Eerder werden al andere opties uitgeprobeerd. Zo verstrekte de Wereldbank Bangladesh in 1998 een lening van 23 miljoen euro om het water te zuiveren, wat evenwel niet echt veel opleverde. Het aantal vastgestelde ziekten is niet af- maar toegenomen.
Unicef heeft in de voorbije jaren een speciaal arsenicumprogramma uitgewerkt in Bangladesh. In eerste instantie heeft het 55 procent van alle boorputten laten testen, zij het dat daarbij gebruik werd gemaakt van de al te hoge overheidsnorm om te bepalen of er al dan niet sprake was van besmetting. De conclusie was dat 39 procent niet boven de norm zat. Tegelijk bleek dat in 8.000 dorpen – zo’n 10 procent van het totaal – 80 procent van alle putten zwaar besmet was. Het uit oktober van vorig jaar daterend Unicef-onderzoek gaf voorts aan dat armoede een negatieve invloed heeft op arsenicumvergiftiging. Ondervoede mensen maken twee keer zoveel kans als mannen, vrouwen en kinderen die voldoende te eten hebben om arsenicosis te ontwikkelen. Voor deze chronische aandoening bestaat er geen medicijn.

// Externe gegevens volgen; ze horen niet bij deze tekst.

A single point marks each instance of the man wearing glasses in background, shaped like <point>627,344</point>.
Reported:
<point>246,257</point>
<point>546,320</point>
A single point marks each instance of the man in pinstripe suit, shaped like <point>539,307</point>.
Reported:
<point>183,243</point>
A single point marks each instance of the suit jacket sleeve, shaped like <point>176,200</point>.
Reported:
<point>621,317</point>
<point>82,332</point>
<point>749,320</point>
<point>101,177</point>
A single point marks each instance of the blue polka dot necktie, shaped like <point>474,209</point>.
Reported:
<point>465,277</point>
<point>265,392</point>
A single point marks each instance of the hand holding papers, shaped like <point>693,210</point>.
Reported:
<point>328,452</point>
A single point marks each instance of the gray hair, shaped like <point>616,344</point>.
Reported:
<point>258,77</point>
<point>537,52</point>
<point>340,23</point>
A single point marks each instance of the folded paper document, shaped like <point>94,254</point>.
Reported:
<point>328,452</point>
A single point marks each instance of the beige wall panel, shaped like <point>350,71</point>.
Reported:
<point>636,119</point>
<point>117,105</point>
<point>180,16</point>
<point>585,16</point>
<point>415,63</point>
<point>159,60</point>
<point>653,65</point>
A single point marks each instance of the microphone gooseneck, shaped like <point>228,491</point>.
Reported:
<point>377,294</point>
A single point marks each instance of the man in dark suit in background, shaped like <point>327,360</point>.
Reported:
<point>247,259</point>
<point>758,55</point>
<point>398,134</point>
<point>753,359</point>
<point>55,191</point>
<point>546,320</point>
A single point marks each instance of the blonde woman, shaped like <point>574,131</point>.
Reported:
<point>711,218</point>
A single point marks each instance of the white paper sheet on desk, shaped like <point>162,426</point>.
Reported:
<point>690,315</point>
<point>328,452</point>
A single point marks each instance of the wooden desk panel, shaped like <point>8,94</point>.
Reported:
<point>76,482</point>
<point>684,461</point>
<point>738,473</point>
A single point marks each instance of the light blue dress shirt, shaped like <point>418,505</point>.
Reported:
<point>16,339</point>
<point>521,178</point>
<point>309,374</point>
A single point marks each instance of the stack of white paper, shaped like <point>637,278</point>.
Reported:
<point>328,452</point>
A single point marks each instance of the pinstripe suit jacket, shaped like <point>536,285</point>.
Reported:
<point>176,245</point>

Ook de sociale impact van de arsenicumvergiftiging bleek niet gering. Enerzijds is het geloof dat het om een besmettelijke aandoening of een vloek gaat, wijdverspreid. Kinderen die symptomen vertonen worden doorgaans sociaal geïsoleerd. Bovendien blijkt arsenicosis een vaak genoemde reden voor echtscheidingen of het niet vinden van een huwelijkspartner voor vrouwen. Schoonheid wordt er immers vooral gezien in termen van een bleke huid en de ziekte veroorzaakt precies donkere vlekken. En aangezien de Bengaalse maatschappij bijzonder patriarchaal is, houdt dat ook in dat meisjes en vrouwen met arsenicosis minder vaak een behandeling krijgen dan hun mannelijke verwanten.